O RELÂMPAGO, O SEQUESTRO E O TROVÃO
Voltando para casa, tudo era igual a qualquer dia: trânsito, rádio ligado, gente estressada, criança pedindo no farol, tudo na mesma correria da Rush Hour, então, ouvi, no vidro, uma batida - ignorei até notar que quem batia era o cano de uma arma - e quando percebi, ter esquecido a porta destravada, tornou-se um pesadelo, dois vampiros da cidade grande, invadiram a minha casa sem ser convidados.
A mente, nessas horas, é céu em tempestade. O que fazer? ela pergunta, e antes mesmo que eu pudesse responder, ela atira: reaje, faz alguma coisa, não reage, fica parado, cadê o governo? cadê a polícia?
Sou dominado! Um deles assume o volante, um outro aponta a arma para a minha cabeça. Não é cena de filme, mas estou preso numa cena Tarantinesca; onde eles falam mil besteiras, essas coisas que todo mundo tem medo de ouvir ou não quer que aconteça. Não tenho ouvidos para as ameaças, eu só quero que aquilo tudo desapareça e eu volte, são e salvo para casa. Não volto!

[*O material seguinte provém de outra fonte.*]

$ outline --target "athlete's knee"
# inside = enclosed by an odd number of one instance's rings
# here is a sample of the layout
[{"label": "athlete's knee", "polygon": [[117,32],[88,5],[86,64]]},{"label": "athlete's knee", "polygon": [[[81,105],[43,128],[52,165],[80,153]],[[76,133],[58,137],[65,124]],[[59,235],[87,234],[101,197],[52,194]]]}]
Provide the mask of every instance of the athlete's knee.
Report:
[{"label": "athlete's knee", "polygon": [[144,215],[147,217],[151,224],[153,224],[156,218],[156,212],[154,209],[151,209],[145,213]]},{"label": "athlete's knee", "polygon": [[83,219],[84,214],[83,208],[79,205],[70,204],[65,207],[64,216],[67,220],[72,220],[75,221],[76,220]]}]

Era para ser relâmpago, transforma-se em trovão; fui vedato, levado para qualquer canto. Piedade, eu peço; misericória, eu rogo, nada! Sou amarrado e jogado em um buraco, em cima de um colchão molhado com cheiro de mofo, barata e rato. Quanto tempo mais? Eternidade?
Oração que é bom? Deus saiu de férias, não me ouve, deixou no lugar a minha desgraça. Meu coração parece que vai explodir, tudo em mim treme. Penso na minha família, esqueço de mim. O tempo? Que tempo? Há o tempo da vida, e o tempo do sequestro. Inferno é viver em cativeiro. Pensando nisso, lembrei dos pássaros que eu tenho engaiolados lá no sítio - imagino libertando-os e essa sensação me enche de alívio.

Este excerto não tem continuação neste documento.